IDS mailing list archives

RE: NIPS Vendors explicit answer


From: "Rob Shein" <shoten () starpower net>
Date: Wed, 28 Apr 2004 12:15:07 -0400

Comments inline...

-----Original Message-----
From: Frank Knobbe [mailto:frank () knobbe us] 
Sent: Wednesday, April 28, 2004 12:07 PM
To: Rob Shein
Cc: focus-ids () securityfocus com
Subject: RE: NIPS Vendors explicit answer


On Tue, 2004-04-27 at 10:39, Rob Shein wrote:
I can answer this fairly easily.  Bruce Schneier, among 
other people, 
has been pointing out that the real measure of security is how 
gracefully it fails.

I think that was in the context of "a failed component should 
fail safe and not become a threat to others" as opposed to 
"if a component fails, let's hope there is a second one catching it".

Actually, that's not what he meant.  He was referring to things like the
amount of damage caused when a component fails.  One example he described
was the case of a man who ran clear through the security checkpoint of an
airport terminal; as a result, they had to shut down the entire terminal,
affecting flights nationwide.  In this case, things failed safe, but it was
a disaster.  This was an example of security not failing gracefully.  His
recommendation was to have more security checkpoints, and have them places
so that each one covers a smaller section of the airport; that way a single
failure won't take down half of LaGuardia, LAX, or Dulles.


  In many large environments (like where I am right now) 
there can be 
confusion as to who is responsible for which system; the system in 
question may go unpatched as a result.  When there's an IPS 
on top of 
everything, it makes a big difference, because now you have another 
layer of defense to protect it.

It seems that you have a failing/broken patch management 
system. I would put resources towards fixing that instead of 
adding yet another layer of band-aids (IPS).

Well, I don't see how I'm going to fix the fact that humans are involved,
and inherently prone to mistakes.  I'd have to show you the organizational
management changes to explain further, but this was not a technical failure
in my example.

Don't get me wrong, I see where it is useful. But the 
security community is starting to slap patches and products 
on top of one another without fixing the real symptoms. We 
are starting to believe that the mass of band-aids are a 
strong rope. It's like Microsoft adding patches on top of 
patches to fix broken patches while they should be going back 
and fix the underlying root causes.

And while they're doing that (which they aren't, by the way), what are the
rest of us supposed to do in the meanwhile? :)

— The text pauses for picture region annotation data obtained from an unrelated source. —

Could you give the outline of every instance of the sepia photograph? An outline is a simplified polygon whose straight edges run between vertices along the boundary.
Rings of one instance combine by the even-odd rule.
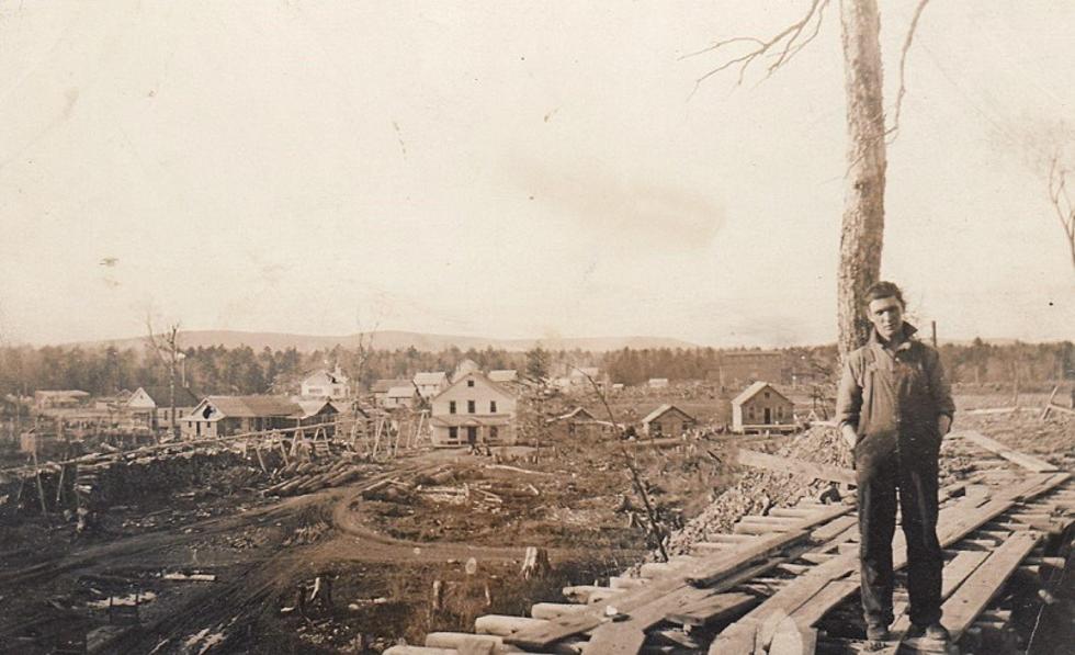
[[[0,654],[1075,655],[1073,32],[0,0]]]

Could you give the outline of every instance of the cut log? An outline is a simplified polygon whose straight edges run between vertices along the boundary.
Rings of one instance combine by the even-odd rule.
[[[544,619],[528,619],[527,617],[508,617],[505,614],[486,614],[474,620],[474,632],[478,634],[496,634],[511,636],[523,630],[545,628],[548,621]]]
[[[665,620],[681,625],[709,625],[734,619],[761,602],[751,594],[718,594],[701,602],[665,616]]]
[[[527,556],[522,561],[522,569],[519,572],[522,579],[539,579],[547,576],[553,569],[548,562],[548,551],[536,546],[527,546]]]

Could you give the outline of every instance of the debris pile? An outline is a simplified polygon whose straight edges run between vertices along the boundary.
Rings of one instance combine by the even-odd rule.
[[[283,477],[282,482],[265,488],[265,496],[299,496],[328,487],[338,487],[352,483],[365,472],[365,466],[350,460],[324,462],[292,462],[274,477]]]
[[[815,464],[849,467],[851,453],[836,428],[814,426],[795,437],[778,452],[780,456]],[[766,515],[772,507],[788,507],[802,498],[819,498],[833,483],[805,479],[788,473],[746,470],[726,489],[668,540],[668,554],[687,553],[700,541],[713,534],[731,532],[736,521],[746,515]]]

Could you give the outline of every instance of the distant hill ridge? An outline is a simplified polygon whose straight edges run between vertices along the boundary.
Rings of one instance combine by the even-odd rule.
[[[659,337],[580,337],[580,338],[551,338],[551,339],[494,339],[488,337],[462,337],[453,335],[425,335],[420,332],[406,332],[399,330],[384,330],[370,332],[358,332],[342,337],[320,337],[315,335],[288,335],[282,332],[245,332],[238,330],[190,330],[181,331],[179,335],[180,345],[183,348],[208,348],[212,346],[223,346],[225,348],[238,348],[249,346],[253,350],[263,350],[265,347],[271,350],[286,350],[295,348],[299,352],[313,352],[315,350],[331,350],[337,345],[341,348],[358,348],[360,343],[372,346],[377,350],[400,350],[410,347],[417,350],[437,352],[448,350],[453,346],[460,350],[485,350],[494,348],[511,352],[522,352],[541,346],[546,350],[585,350],[589,352],[607,352],[620,350],[622,348],[644,349],[644,348],[698,348],[697,345],[679,339],[666,339]],[[131,348],[144,348],[145,338],[134,337],[129,339],[111,339],[103,341],[83,341],[78,343],[65,343],[64,347],[71,348],[108,348],[115,347],[120,350]]]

I think the same is happening with IPS. They are the solution 
to all problems, but not the cure. Yes, you protect your 
network from known
(signature) or vastly abnormal (flows) vulnerability abuse. 
But the solution is only temporary unless it works, right? 
I'm trying to highlight the danger that we might not address 
the root causes (mainly fixing broken software, or broken 
patch management, or lax access controls, etc).

The security industry is becoming more reactive than 
proactive. Heck, we're still reacting to viruses like we did 
20 years ago. We still haven't found a way to prevent them in 
a proactive way. I think IPS will go the same route. With 
IPSes in place, our priorities are changing towards other 
issues and broken pieces are left in place because they are 
(currently) not dangerous protected by an IPS. And we may 
never go back to fix them because they don't pose as much of 
a perceived threat anymore (as I was hinting with my 
"complacent" comment earlier).

Bad people do bad things.  I don't know of any really proactive solution to
this fact that has ever been developed.  If you consider car alarms, locks
on doors, bulletproof glass, and burglar alarms to be reactive, then IPS is
reactive too.  If you consider them proactive, in that they are put in place
to forestall, prevent or deter an attack, then so is IPS.